Originally Posted By: GreeCguy
If you're going to buy a "southern" car, check out places like Central or Northern Alabama or Mississippi. I lived in Northern Alabama for 12 years and even though we would get ice storms every year, they never salted the roads and there were very few rusty cars.
Yes, we do have an abundance of rust-free cars down here. It's not uncommon at all to see unrestored, very original cars from the 1960s and 1970s down here with basically no rust, or just light surface rust in areas where paint has worn off. Rot is non-existent on cars originally sold in the state.
Sometimes though, people do bring rot buckets down here. I saw a '99 Sierra in our local Pull-A-Part that was junked due to cracks in the frame on both sides from rot. The body was pretty shot too. I saw a Silverado at a wrecker's out in the country that was missing literally half of each bedside due to rot. No idea how those two ended up down here, but I suspect some vehicles that will fail inspection in other states are brought here because we do not have vehicle inspections of any kind. A running car or truck that is bound for the crusher in another state can be brought down here, sold for $500-$2000 depending on how presentable it is, then someone down here runs it until it splits in half going down the road.
I wouldn't rule out states a little further to the north that are more likely to have inspections, but don't use tons of salt.
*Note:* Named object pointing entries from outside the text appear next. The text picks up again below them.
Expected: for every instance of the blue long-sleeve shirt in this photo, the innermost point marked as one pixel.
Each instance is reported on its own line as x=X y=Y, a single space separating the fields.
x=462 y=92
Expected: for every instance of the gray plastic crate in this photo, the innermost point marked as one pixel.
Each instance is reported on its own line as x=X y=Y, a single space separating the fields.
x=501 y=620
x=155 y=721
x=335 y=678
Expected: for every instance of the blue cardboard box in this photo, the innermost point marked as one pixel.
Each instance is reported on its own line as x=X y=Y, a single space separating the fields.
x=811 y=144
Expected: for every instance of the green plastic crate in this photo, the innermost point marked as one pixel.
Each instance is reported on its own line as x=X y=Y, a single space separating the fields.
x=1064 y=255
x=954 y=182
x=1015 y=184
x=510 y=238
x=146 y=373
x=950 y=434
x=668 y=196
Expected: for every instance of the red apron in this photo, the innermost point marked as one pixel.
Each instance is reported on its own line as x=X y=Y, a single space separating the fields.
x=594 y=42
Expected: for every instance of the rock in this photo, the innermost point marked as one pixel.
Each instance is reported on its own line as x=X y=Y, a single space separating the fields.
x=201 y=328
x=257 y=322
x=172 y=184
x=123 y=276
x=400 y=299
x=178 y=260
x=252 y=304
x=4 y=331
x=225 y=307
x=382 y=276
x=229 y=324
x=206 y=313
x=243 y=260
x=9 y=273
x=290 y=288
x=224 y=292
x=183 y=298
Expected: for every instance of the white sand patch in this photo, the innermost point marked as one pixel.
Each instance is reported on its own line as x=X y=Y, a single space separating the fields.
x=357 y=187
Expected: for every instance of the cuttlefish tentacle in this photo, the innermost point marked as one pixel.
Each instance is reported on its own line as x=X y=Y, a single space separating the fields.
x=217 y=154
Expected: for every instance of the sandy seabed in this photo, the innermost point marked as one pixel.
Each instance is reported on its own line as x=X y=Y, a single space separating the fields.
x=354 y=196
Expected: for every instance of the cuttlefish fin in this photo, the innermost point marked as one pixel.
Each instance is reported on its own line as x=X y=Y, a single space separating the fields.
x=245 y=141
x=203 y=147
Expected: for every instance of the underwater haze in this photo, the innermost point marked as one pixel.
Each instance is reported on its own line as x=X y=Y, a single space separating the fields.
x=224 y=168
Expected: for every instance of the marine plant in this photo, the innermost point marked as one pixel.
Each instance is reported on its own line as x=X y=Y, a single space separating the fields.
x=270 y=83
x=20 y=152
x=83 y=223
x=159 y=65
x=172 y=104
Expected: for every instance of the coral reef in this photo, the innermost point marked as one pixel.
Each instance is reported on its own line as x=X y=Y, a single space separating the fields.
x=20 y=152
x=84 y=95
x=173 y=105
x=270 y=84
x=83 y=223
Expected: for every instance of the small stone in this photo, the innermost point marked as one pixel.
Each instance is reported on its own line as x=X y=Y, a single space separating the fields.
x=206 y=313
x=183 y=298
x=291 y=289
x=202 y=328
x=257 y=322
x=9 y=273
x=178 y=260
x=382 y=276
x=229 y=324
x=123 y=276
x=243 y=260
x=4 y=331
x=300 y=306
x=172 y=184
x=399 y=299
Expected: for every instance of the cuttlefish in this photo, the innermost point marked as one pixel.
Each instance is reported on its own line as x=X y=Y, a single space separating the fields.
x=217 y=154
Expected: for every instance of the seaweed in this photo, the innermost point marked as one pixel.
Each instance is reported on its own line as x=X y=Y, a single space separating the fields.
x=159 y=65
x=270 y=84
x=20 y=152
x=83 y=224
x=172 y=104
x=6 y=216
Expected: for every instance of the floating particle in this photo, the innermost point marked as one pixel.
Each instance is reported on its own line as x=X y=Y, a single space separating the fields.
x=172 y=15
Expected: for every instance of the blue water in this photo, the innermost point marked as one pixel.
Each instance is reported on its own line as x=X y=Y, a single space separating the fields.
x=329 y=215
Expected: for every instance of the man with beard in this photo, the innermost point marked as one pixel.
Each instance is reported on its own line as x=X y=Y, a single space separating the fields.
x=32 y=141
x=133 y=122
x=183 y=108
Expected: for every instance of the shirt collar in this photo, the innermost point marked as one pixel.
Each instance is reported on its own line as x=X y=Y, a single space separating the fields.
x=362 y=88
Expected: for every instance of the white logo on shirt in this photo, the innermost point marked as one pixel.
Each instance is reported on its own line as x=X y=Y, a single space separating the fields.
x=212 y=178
For example, North Carolina. My truck spent its first 10 years in NC and has no rust anywhere, despite being driven on salted roads every year of its life. Roads that get salted a couple times in a year won't kill a vehicle, it's the places where roads are salted for months on end that have real rot bags. One good thing about the inspections in NC is that a lot of junkers and unsafe vehicles are weeded out. In AL a vehicle can be driven with major looming problems for years.